On the whole I'm sorry I didn't.'
They
were sitting side by side on the dusty floor. He pulled her closer against him.
Her head rested on his shoulder, the pleasant smell of her hair conquering the
pigeon dung. She was very young, he thought, she still expected something from
life, she did not understand that to push an inconvenient person over a cliff
solves nothing.
'Actually
it would have made no difference,' he said.
'Then
why are you sorry you didn't do it?'
'Only
because I prefer a positive to a negative. In this game that we're playing, we
can't win. Some kinds of failure are better than other kinds, that's all.'
He
felt her shoulders give a wriggle of dissent. She always contradicted him when
he said anything of this kind. She would not accept it as a law of nature that
the individual is always defeated. In a way she realized that she herself was
doomed, that sooner or later the Thought Police would catch her and kill her,
but with another part of her mind she believed that it was somehow possible to
construct a secret world in which you could live as you chose. All you needed
was luck and cunning and boldness. She did not understand that there was no
such thing as happiness, that the only victory lay in the far future, long
after you were dead, that from the moment of declaring war on the Party it was
better to think of yourself as a corpse.
'We
are the dead,' he said.
'We're
not dead yet,' said Julia prosaically.
'Not
physically. Six months, a year — five years, conceivably. I am afraid of death.

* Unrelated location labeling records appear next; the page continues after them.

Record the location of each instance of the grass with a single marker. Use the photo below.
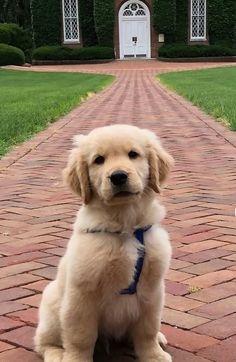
(213, 90)
(30, 101)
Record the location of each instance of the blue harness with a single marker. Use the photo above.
(139, 234)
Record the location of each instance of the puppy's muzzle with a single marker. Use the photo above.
(119, 178)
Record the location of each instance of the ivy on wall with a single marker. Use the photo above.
(104, 18)
(87, 25)
(15, 11)
(164, 16)
(182, 22)
(47, 22)
(222, 21)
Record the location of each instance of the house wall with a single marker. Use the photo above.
(154, 45)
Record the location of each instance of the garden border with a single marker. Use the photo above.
(199, 59)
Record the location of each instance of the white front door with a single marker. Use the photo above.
(134, 30)
(135, 39)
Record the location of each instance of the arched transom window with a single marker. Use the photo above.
(134, 9)
(70, 21)
(198, 19)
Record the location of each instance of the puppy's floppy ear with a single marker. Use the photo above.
(160, 163)
(76, 173)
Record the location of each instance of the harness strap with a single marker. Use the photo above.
(139, 235)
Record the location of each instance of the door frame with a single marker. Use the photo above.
(121, 20)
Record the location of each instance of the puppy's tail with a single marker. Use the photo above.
(53, 354)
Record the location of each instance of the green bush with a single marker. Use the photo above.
(221, 21)
(54, 52)
(193, 51)
(13, 34)
(10, 55)
(66, 53)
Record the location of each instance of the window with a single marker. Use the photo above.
(70, 21)
(198, 20)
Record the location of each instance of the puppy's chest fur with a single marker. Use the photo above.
(118, 308)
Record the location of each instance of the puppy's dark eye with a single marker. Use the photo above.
(99, 160)
(133, 155)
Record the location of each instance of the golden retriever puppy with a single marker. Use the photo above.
(111, 280)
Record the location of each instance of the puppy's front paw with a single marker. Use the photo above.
(164, 357)
(74, 357)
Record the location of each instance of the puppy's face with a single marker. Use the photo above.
(117, 164)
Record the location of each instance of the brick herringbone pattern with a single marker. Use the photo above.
(37, 213)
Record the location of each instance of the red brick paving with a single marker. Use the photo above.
(37, 213)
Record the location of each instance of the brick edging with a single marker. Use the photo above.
(229, 136)
(199, 59)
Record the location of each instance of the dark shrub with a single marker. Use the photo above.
(10, 55)
(54, 52)
(193, 51)
(93, 53)
(66, 53)
(13, 34)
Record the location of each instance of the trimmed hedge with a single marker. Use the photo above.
(47, 22)
(222, 21)
(12, 34)
(10, 55)
(164, 16)
(104, 18)
(66, 53)
(193, 51)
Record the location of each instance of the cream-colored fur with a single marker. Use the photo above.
(85, 301)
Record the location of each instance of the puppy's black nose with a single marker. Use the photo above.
(119, 178)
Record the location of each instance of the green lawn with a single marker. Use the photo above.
(213, 90)
(29, 101)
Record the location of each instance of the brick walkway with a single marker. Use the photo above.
(37, 213)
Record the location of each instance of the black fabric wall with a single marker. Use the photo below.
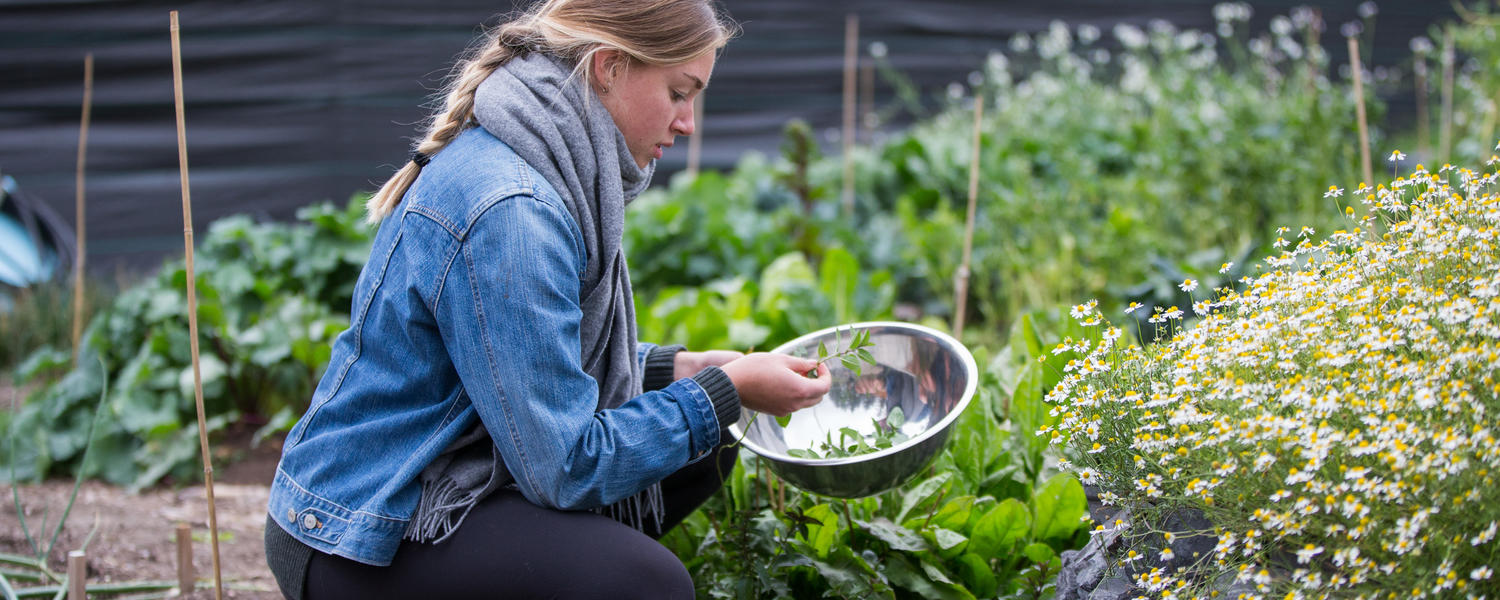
(299, 101)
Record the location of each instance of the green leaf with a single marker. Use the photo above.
(908, 576)
(954, 515)
(999, 530)
(1059, 506)
(948, 543)
(893, 534)
(840, 278)
(977, 575)
(1040, 552)
(825, 534)
(921, 492)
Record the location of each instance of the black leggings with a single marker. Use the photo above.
(509, 548)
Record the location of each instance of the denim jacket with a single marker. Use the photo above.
(468, 311)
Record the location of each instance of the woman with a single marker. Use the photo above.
(488, 425)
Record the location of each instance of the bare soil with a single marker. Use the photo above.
(134, 534)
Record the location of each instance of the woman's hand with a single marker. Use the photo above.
(777, 384)
(689, 363)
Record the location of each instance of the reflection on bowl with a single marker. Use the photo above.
(924, 372)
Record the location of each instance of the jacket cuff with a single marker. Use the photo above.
(722, 392)
(660, 366)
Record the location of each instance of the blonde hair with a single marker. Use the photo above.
(653, 32)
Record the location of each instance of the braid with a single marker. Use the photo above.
(456, 116)
(659, 32)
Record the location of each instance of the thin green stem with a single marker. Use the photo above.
(83, 464)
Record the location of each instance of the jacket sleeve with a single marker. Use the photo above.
(512, 299)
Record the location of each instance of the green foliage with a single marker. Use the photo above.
(1104, 173)
(980, 524)
(270, 302)
(42, 317)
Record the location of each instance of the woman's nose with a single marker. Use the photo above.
(683, 125)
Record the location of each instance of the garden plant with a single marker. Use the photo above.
(1332, 419)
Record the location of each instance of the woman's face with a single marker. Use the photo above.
(651, 105)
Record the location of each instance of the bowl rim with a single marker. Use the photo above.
(971, 387)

You are young, so presumably you're more afraid of it than I am. Obviously we
shall put it off as long as we can. But it makes very little difference. So
long as human beings stay human, death and life are the same thing.'
'Oh,
rubbish! Which would you sooner sleep with, me or a skeleton? Don't you enjoy
being alive? Don't you like feeling: This is me, this is my hand, this is my
leg, I'm real, I'm solid, I'm alive! Don't you like this?'
She
twisted herself round and pressed her bosom against him. He could feel her
breasts, ripe yet firm, through her overalls. Her body seemed to be pouring
some of its youth and vigour into his.
'Yes,
I like that,' he said.
'Then
stop talking about dying. And now listen, dear, we've got to fix up about the
next time we meet. We may as well go back to the place in the wood. We've given
it a good long rest. But you must get there by a different way this time. I've
got it all planned out. You take the train — but look, I'll draw it out for
you.'
And
in her practical way she scraped together a small square of dust, and with a
twig from a pigeon's nest began drawing a map on the floor.